Thursday, October 29, 2015

Effectiveness of 'Your-Call-To-Action'


 -- Effectiveness of 'Your-Call-To-Action' -- 
 
 * Written by Wayne Elsey - author of the book, "The Rise and Fail of Charities In the 21st Century: How The Nonprofit World Is Changing And What You Can Do To Be Ready" available on Amazon. http://notyourfatherscharity.com

 
Recently I have been sketching out and writing my next book about effective marketing for nonprofit and social enterprise organizations. One of the elements that I think is important, but is oftentimes missed is the "call to action" (CTA). It's common best practice to have call to action buttons on your website and to engage your supporters to take some, well, action.

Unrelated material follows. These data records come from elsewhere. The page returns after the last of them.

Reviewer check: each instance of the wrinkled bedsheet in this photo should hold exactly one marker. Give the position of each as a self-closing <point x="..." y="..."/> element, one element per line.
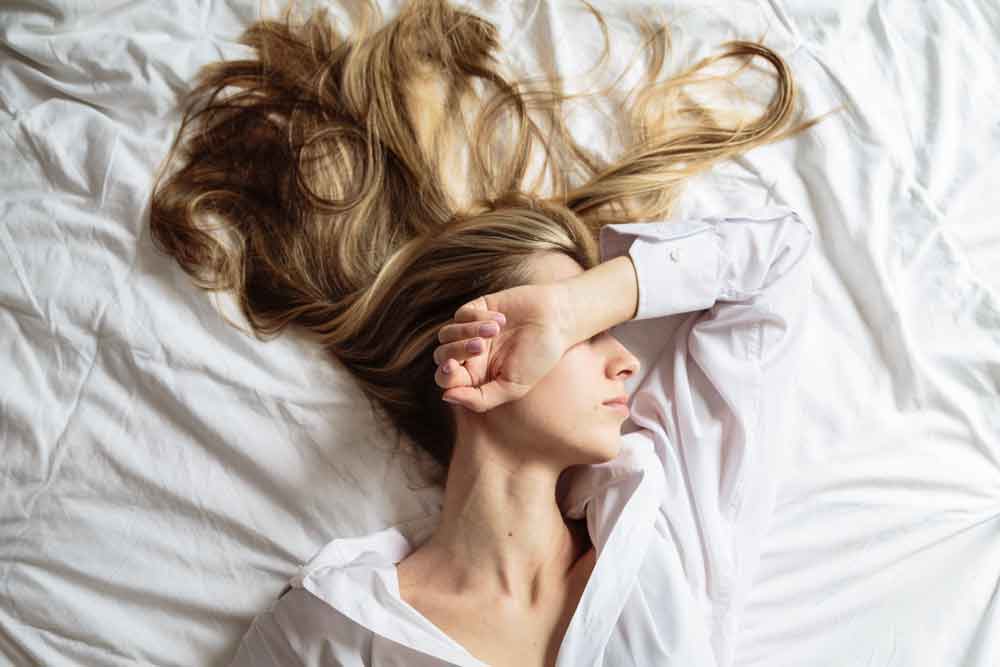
<point x="163" y="474"/>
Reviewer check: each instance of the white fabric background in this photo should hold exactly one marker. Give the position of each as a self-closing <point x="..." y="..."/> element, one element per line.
<point x="163" y="474"/>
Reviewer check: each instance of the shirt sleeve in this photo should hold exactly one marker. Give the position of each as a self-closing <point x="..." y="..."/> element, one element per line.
<point x="717" y="402"/>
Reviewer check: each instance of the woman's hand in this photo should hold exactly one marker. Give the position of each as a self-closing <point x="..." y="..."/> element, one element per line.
<point x="510" y="361"/>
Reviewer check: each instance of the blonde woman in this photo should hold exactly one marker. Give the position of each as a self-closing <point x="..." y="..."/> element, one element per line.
<point x="318" y="182"/>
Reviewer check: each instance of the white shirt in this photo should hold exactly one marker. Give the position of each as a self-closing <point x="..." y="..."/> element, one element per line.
<point x="676" y="519"/>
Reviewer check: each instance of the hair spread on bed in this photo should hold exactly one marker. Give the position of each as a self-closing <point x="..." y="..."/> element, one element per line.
<point x="323" y="181"/>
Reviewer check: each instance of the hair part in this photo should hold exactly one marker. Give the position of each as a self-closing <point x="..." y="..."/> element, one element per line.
<point x="315" y="182"/>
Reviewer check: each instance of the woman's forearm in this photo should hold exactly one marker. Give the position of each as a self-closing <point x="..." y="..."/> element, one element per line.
<point x="600" y="298"/>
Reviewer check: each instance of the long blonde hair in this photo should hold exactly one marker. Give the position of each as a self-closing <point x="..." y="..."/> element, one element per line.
<point x="315" y="181"/>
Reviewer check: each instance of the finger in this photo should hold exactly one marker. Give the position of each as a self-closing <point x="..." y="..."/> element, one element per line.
<point x="457" y="375"/>
<point x="459" y="350"/>
<point x="479" y="399"/>
<point x="452" y="332"/>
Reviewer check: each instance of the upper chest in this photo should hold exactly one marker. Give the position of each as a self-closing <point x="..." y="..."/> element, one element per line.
<point x="502" y="637"/>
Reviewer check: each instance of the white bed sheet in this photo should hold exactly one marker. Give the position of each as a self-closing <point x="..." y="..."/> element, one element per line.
<point x="164" y="474"/>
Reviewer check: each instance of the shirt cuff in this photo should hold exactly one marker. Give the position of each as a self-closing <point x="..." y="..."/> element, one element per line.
<point x="678" y="265"/>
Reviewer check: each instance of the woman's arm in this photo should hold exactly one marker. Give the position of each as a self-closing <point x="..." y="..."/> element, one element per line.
<point x="719" y="405"/>
<point x="599" y="298"/>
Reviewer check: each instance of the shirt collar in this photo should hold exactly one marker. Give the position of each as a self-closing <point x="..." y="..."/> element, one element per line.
<point x="620" y="500"/>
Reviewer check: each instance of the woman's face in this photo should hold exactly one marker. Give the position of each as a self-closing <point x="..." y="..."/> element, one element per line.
<point x="562" y="419"/>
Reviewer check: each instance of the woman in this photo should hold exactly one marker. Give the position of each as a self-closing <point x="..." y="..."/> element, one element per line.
<point x="329" y="167"/>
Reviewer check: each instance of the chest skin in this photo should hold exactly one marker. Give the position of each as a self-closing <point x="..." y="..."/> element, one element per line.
<point x="502" y="637"/>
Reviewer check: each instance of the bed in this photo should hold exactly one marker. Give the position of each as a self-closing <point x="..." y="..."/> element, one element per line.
<point x="163" y="474"/>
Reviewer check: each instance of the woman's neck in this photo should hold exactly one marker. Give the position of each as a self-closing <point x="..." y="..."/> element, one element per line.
<point x="502" y="536"/>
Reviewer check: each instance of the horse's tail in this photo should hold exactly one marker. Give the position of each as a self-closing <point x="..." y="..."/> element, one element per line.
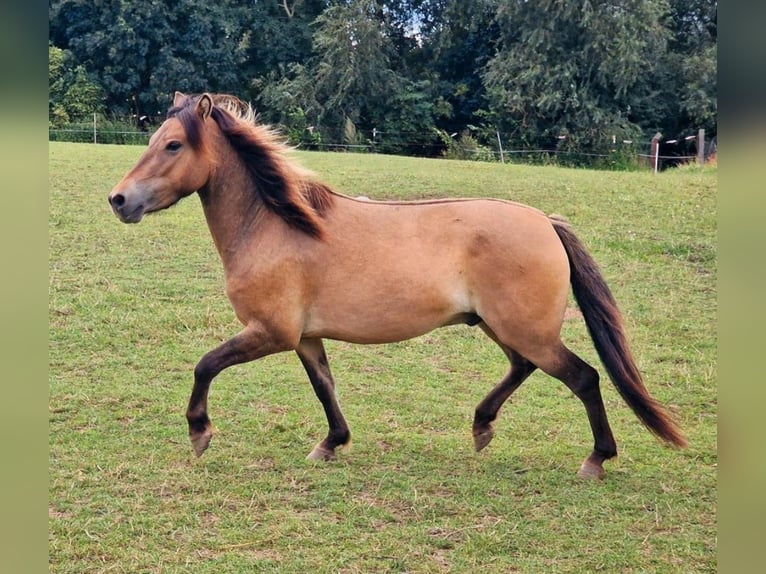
<point x="604" y="322"/>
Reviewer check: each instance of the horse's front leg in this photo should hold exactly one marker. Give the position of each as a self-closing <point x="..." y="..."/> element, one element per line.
<point x="250" y="344"/>
<point x="314" y="359"/>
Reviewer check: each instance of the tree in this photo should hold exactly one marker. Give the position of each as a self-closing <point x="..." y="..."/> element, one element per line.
<point x="140" y="51"/>
<point x="72" y="95"/>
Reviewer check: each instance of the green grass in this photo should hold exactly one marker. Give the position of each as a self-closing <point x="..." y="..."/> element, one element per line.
<point x="132" y="309"/>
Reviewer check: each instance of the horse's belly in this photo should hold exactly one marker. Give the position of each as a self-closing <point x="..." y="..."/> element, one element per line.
<point x="389" y="315"/>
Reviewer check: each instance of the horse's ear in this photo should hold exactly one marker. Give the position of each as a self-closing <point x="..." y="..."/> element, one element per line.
<point x="204" y="106"/>
<point x="178" y="99"/>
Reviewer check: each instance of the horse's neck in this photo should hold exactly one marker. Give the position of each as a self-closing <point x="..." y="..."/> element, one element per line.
<point x="232" y="208"/>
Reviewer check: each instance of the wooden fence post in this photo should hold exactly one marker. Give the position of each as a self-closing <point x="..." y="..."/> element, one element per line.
<point x="500" y="145"/>
<point x="655" y="153"/>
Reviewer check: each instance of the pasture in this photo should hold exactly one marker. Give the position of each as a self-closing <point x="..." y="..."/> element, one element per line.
<point x="132" y="308"/>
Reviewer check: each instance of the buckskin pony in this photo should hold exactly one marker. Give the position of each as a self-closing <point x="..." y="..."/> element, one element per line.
<point x="303" y="262"/>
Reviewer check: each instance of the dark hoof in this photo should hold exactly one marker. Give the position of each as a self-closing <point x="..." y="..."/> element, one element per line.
<point x="591" y="470"/>
<point x="201" y="440"/>
<point x="483" y="438"/>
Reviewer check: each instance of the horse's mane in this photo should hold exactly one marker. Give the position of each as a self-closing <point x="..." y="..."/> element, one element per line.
<point x="286" y="188"/>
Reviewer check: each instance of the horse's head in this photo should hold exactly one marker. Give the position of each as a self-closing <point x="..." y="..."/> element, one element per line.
<point x="172" y="167"/>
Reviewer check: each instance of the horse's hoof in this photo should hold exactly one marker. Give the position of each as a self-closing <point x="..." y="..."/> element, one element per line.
<point x="591" y="471"/>
<point x="482" y="439"/>
<point x="200" y="441"/>
<point x="321" y="454"/>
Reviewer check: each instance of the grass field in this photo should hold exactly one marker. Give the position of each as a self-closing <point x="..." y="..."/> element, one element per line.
<point x="132" y="309"/>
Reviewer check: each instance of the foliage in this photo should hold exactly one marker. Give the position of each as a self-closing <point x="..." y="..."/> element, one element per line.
<point x="586" y="69"/>
<point x="72" y="95"/>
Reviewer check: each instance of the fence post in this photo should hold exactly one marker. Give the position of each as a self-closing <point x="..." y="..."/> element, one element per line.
<point x="655" y="153"/>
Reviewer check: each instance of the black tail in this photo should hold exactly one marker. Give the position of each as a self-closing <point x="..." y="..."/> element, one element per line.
<point x="604" y="323"/>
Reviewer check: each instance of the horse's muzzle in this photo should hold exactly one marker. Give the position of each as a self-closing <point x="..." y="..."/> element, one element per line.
<point x="125" y="210"/>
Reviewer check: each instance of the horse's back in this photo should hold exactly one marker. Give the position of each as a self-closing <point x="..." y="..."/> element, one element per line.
<point x="391" y="271"/>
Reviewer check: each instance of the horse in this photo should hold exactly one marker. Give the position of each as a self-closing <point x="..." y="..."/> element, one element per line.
<point x="303" y="262"/>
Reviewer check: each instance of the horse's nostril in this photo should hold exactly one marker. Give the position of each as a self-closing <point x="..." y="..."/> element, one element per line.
<point x="117" y="200"/>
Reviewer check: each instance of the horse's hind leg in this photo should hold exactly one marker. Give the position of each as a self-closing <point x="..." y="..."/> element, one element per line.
<point x="312" y="355"/>
<point x="583" y="381"/>
<point x="486" y="411"/>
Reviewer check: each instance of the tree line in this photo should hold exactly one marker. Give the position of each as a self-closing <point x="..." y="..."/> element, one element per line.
<point x="402" y="76"/>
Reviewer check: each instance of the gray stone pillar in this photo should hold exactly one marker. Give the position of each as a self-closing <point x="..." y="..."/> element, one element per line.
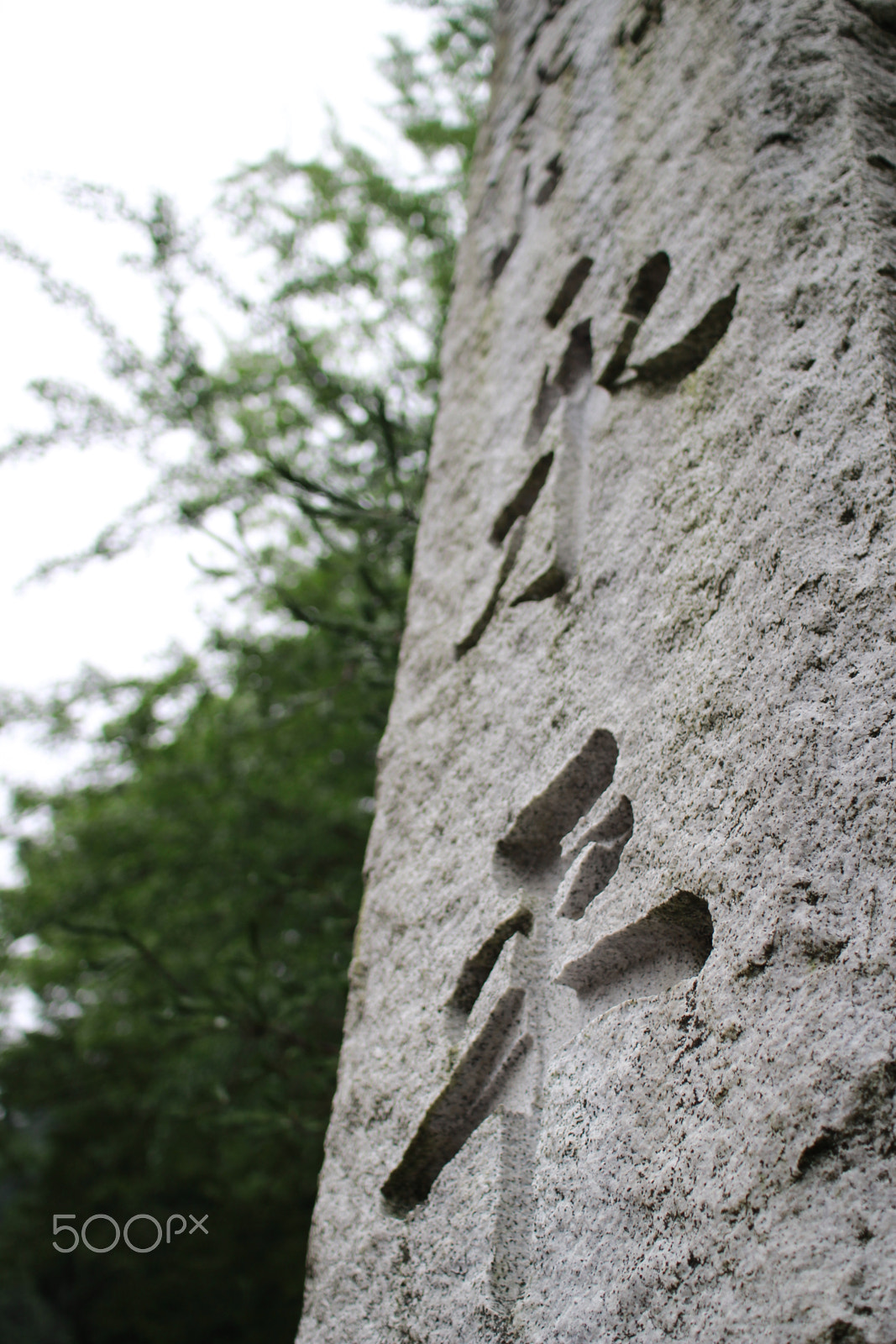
<point x="620" y="1054"/>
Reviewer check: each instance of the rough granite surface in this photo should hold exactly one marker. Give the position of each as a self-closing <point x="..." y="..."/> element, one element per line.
<point x="620" y="1058"/>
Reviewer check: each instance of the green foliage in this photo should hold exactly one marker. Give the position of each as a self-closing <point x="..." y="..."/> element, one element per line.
<point x="195" y="922"/>
<point x="190" y="900"/>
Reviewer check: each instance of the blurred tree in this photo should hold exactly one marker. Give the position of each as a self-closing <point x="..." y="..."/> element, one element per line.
<point x="188" y="900"/>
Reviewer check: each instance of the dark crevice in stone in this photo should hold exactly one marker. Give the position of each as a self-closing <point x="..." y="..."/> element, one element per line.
<point x="544" y="407"/>
<point x="524" y="501"/>
<point x="481" y="964"/>
<point x="553" y="171"/>
<point x="553" y="11"/>
<point x="644" y="15"/>
<point x="688" y="354"/>
<point x="533" y="840"/>
<point x="597" y="860"/>
<point x="547" y="585"/>
<point x="461" y="1106"/>
<point x="479" y="625"/>
<point x="883" y="13"/>
<point x="503" y="257"/>
<point x="569" y="289"/>
<point x="678" y="933"/>
<point x="577" y="358"/>
<point x="647" y="288"/>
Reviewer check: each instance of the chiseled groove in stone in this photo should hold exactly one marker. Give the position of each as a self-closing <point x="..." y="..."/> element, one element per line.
<point x="461" y="1106"/>
<point x="679" y="932"/>
<point x="533" y="840"/>
<point x="570" y="288"/>
<point x="597" y="862"/>
<point x="479" y="967"/>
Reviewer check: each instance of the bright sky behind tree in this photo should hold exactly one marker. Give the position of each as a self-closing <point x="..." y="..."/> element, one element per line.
<point x="172" y="97"/>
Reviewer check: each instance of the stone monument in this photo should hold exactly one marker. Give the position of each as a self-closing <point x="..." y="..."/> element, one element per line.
<point x="620" y="1058"/>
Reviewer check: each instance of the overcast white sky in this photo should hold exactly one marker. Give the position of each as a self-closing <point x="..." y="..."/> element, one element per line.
<point x="168" y="96"/>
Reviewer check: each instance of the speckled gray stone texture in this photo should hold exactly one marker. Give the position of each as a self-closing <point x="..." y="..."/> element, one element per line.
<point x="621" y="1046"/>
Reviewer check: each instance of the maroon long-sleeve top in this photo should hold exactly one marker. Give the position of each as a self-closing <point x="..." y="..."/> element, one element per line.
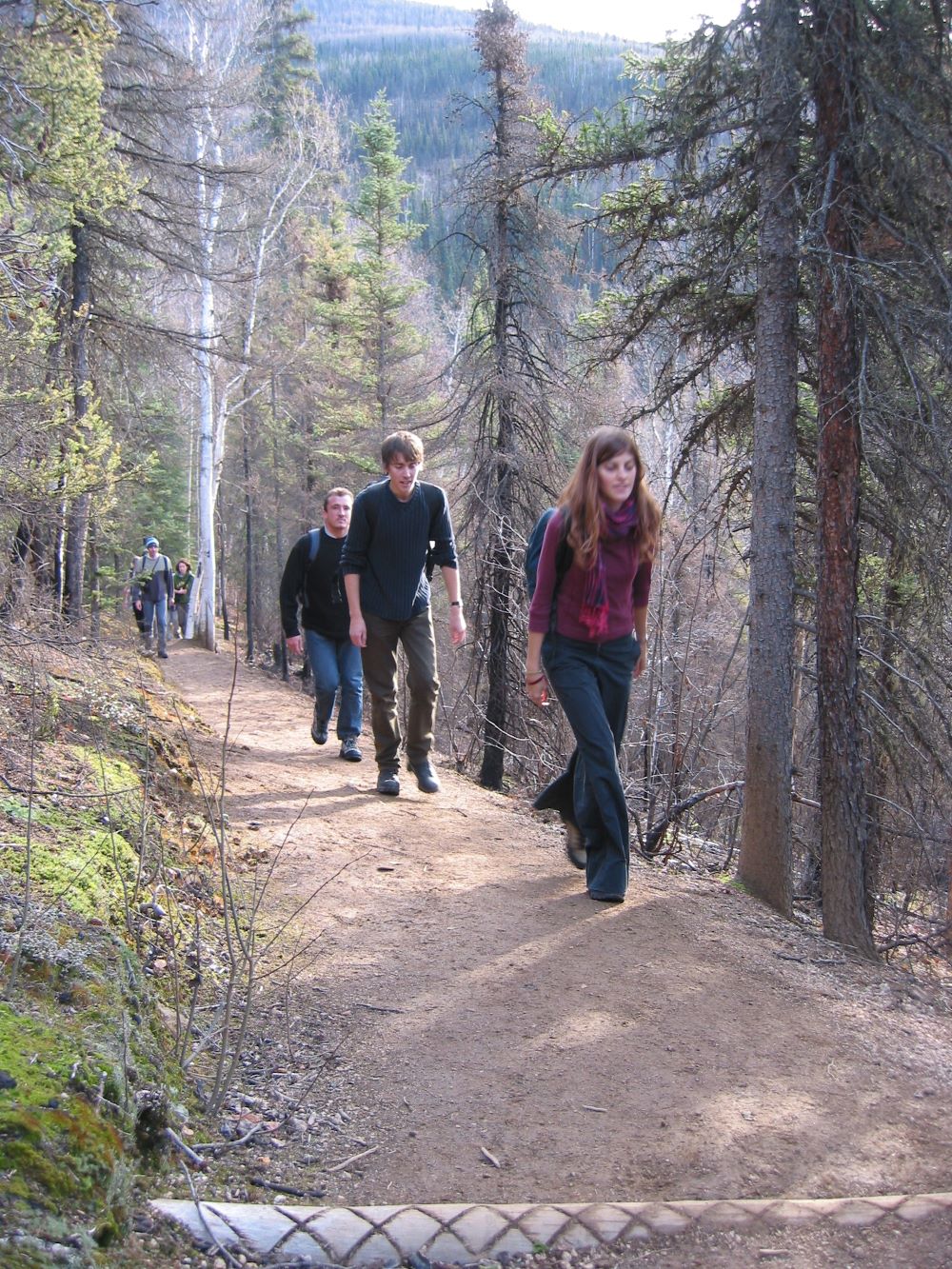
<point x="627" y="584"/>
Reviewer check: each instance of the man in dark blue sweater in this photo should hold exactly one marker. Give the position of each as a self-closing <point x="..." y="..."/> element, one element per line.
<point x="312" y="580"/>
<point x="396" y="525"/>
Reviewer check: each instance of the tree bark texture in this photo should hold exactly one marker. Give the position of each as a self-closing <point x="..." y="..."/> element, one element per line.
<point x="79" y="506"/>
<point x="843" y="825"/>
<point x="765" y="852"/>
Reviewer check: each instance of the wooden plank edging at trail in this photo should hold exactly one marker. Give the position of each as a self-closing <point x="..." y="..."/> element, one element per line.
<point x="463" y="1234"/>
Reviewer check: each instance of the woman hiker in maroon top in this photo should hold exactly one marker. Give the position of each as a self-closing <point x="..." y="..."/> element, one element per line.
<point x="586" y="641"/>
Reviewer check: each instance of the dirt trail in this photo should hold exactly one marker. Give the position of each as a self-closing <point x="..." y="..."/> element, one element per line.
<point x="685" y="1044"/>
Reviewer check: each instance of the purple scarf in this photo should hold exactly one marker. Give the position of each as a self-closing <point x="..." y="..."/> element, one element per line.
<point x="594" y="605"/>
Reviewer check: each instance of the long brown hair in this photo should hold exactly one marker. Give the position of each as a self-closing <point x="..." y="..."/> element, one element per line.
<point x="583" y="500"/>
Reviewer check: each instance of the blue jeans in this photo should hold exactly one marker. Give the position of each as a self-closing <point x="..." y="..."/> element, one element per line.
<point x="592" y="683"/>
<point x="335" y="664"/>
<point x="160" y="610"/>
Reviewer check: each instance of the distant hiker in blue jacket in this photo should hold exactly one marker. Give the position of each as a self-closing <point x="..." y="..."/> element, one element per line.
<point x="312" y="580"/>
<point x="399" y="526"/>
<point x="152" y="595"/>
<point x="586" y="641"/>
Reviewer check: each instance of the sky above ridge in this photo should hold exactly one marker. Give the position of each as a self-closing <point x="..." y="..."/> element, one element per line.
<point x="644" y="20"/>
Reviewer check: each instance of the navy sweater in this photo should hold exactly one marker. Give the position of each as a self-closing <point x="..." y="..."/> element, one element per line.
<point x="387" y="545"/>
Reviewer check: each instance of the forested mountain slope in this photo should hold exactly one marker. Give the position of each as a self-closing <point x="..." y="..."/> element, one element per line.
<point x="423" y="57"/>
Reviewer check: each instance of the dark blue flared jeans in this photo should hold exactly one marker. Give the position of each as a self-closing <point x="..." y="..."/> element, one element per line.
<point x="593" y="683"/>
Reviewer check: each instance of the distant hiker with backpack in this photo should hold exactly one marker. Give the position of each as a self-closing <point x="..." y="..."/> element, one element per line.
<point x="399" y="530"/>
<point x="185" y="580"/>
<point x="586" y="641"/>
<point x="152" y="595"/>
<point x="312" y="580"/>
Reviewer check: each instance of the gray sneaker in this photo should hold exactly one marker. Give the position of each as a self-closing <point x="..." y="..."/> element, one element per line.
<point x="388" y="782"/>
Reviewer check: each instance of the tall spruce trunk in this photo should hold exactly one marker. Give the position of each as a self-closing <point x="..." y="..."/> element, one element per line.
<point x="79" y="507"/>
<point x="843" y="827"/>
<point x="765" y="850"/>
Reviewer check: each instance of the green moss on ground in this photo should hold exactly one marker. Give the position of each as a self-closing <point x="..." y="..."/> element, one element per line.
<point x="80" y="1043"/>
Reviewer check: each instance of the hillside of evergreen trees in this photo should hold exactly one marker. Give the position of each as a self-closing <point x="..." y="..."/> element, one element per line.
<point x="423" y="57"/>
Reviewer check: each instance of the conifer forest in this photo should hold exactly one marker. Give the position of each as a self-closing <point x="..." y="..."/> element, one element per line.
<point x="244" y="240"/>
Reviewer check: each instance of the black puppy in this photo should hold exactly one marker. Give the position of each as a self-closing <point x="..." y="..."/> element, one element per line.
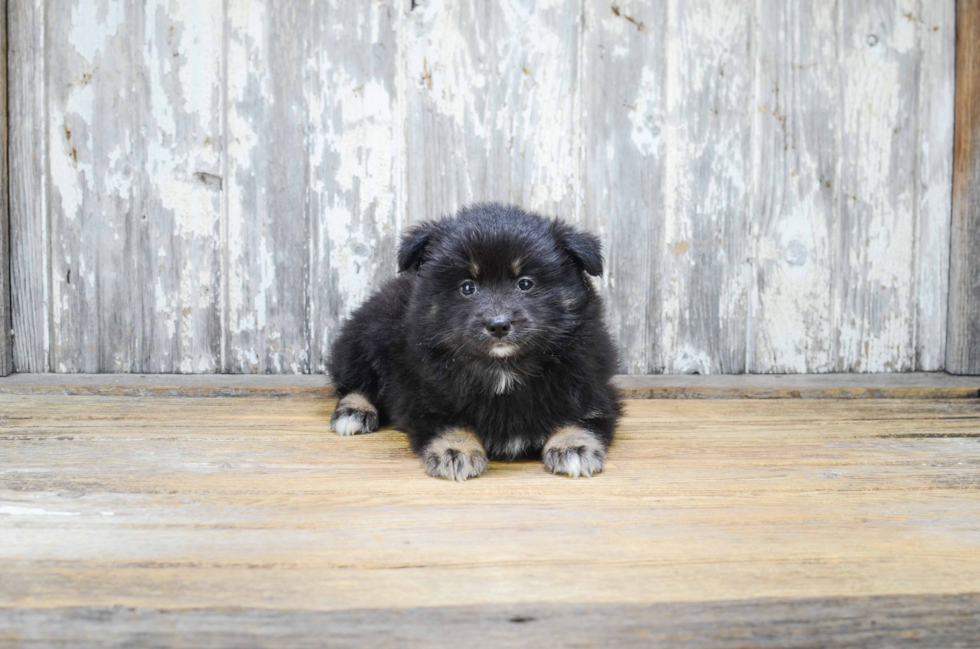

Once you have your website all set up and designed, it's important to remember that the work is not done. You need to see how your pages are performing. You want to know how your CTA buttons and links are working. When people visit your site, are they subscribing to your newsletter? Are they making a donation? Are they contacting you? If they're not, you have a problem and you need to tweak what you're doing because you're not engaging visitors enough to have them want to get actively involved with your nonprofit or social enterprise.

As I have been taking a look at nonprofit websites and social media pages, such as Facebook, one glaring issue I have found is CTA buttons and links essentially being lost. I am a big believer in the less is more approach on design. There seems to be a tendency to have that "Donate Now", "Join Us", or "Volunteer" surrounded by a lot of text with minimal pictures or contrast. What happens in this scenario is that the button is glossed over or lost to the eye. It doesn't stand out.

If, however, a button is clear, colorful, not surrounded and lost in the design, it is easy for someone taking a look at your site to find and click it. That's what you want.

Did you know that the most visited page of a website is the "About Us" page? As you do your analysis you will probably see that it's also true for your organization. But, there will be other pages that will outperform. When you are developing or enhancing your website, you want to make sure you have a call to action button or link on every page of your site. Again, you're looking for individuals to become actively engaged with you and convert themselves from just someone passing by to being involved. In order to increase your chances of this occurring, you need to provide them with the opportunity, on every page, to take some form of action.

Some organizations have multiple CTA's on a single page. This is actually okay, so long as you don't over do it, the buttons align to the messaging of the overall page and you have the CTA you want as your priority to stand out from the rest. So, for instance, if you have a "Donate Now" button on your page, but also a "Download Now" or a "Register Now" button, you want to differentiate the color of your donation button. You want that button to be more prominent and stand out above your other CTA's.

There was a time when websites were updated every once in a while. Those days are over. You need to be monitoring performance and see what works and what doesn't work. There's too much noise out on the Internet competing with your organization. Every other nonprofit wants your donors, and they're figuring out ways to continually engage and have supporters coming back often to their websites. So, updating your pictures, your blog and look are important. You need not update the entire site often, but you should get in the habit of changing pictures and content regularly. With that, A/B test your CTA buttons. How are they performing on each page? How are they performing on the top of the page as opposed to the middle? How are they performing using one color or text versus another? Use what is working best for your CTAs and improve the under performers.

Finally, one of the most important things you need to remember is that you always have to think about your audience. What information and calls to action would they like to see and share? In the work I do, I am always reminding my team about "people first". For nonprofits, you want to think about what your donors and activists want to see, read and share and need. You want to be in their shoes when you are creating CTAs that will prompt them to get involved and participate. Only with this in mind can you create effective calls to action that will actually convert visitors.